I had an old Bolens lawn tractor with a 12 hp Wisconsin, the motor was still going strong when the rest of the machine died.



Jim


----------



## forluvofsmoke (Jan 27, 2012)

Wisconsin Engine? Don't worry about losing it to catastrophic mechanical failure...do your regular PMs and it will outlive most of us. I've seen old farm machines (windrowers, mainly, and a few smaller combines), even some old crude oil pumps for direct-pipeline transport from oil well tank batteries...all powdered by V-4 Wisconsin engines..gasoline on the mobile equipment and propane conversions on the stationary engines. Those engines were older than dirt and still chugging away like they were just broke-in. The stationary propane-burners were all high-hour engines...lots of run time...over 10K hrs, easily. A good look on the case flanges and you could tell they'd never been opened, unless someone did a really good job of matching slightly faded paint colors, that is. The single plunger engines may not be quite as durable, but most models of Wisconsin engines I've seen are industrial rated. I know they can dump out some serious torque when called upon to do so and shake it off like it's just another day at work...not many gassers or LPG burners can say that...that's the job for a diesel.

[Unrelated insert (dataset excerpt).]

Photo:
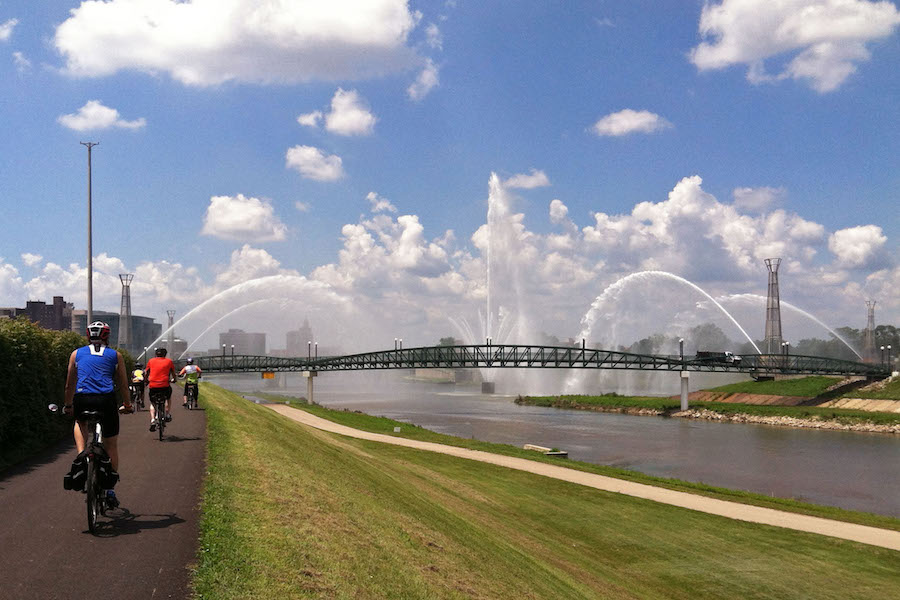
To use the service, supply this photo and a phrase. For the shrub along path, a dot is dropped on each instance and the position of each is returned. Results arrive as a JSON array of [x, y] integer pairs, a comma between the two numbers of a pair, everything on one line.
[[144, 549], [848, 531]]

I've heard that Kohler built pretty solid engines back in the day, as well, but I never saw much of them except on some lawn/garden tractors. The newer Kohler engines? I haven't heard much about them...saw an ad here or there for generators paired with a Kohler...looked tempting, but the rated noise levels would have been deafening. Hopefully they've held their manufacturing to the same standards as in previous generations.


----------



## phideaux (Nov 7, 2015)

This could be a cool thread...

Hang onto those old Wisconsin, Kohler , Onan ,,and others..

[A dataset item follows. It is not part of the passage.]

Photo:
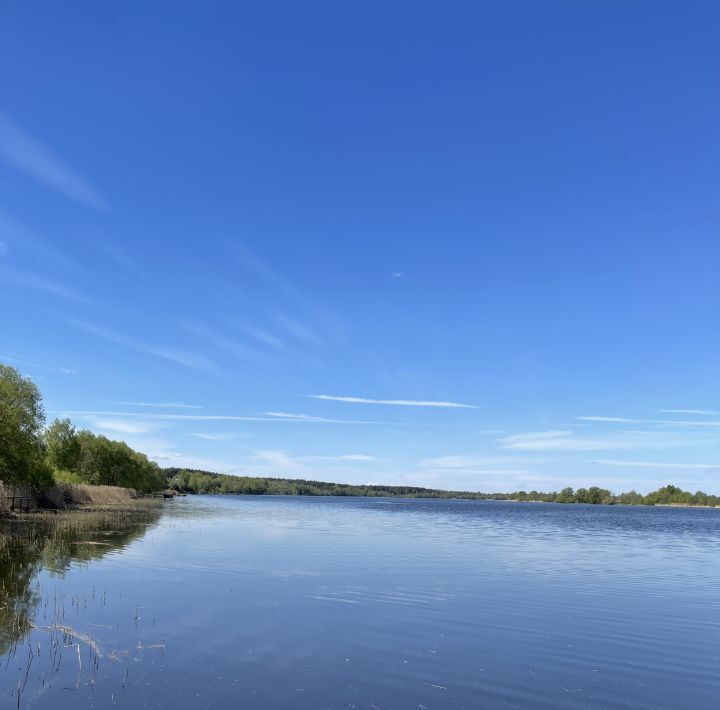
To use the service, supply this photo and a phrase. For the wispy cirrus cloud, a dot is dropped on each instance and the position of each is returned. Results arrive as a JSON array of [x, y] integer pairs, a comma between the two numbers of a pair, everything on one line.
[[162, 416], [658, 464], [233, 347], [161, 405], [123, 426], [35, 282], [287, 416], [660, 422], [29, 362], [393, 402], [708, 412], [179, 357], [29, 156], [214, 436]]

May be converted to propane ..???
May need one for a rainy day ..???






JIm


----------



## OldCootHillbilly (Jul 9, 2010)

Got a two cylinder onan converted ta propane and a 4 cylinder Hercules flat head generator what will be worked on this winter. The Hercules carb got busted and outrageous ta replace. That will be converted ta LP and natural gas fer a home standby unit.


----------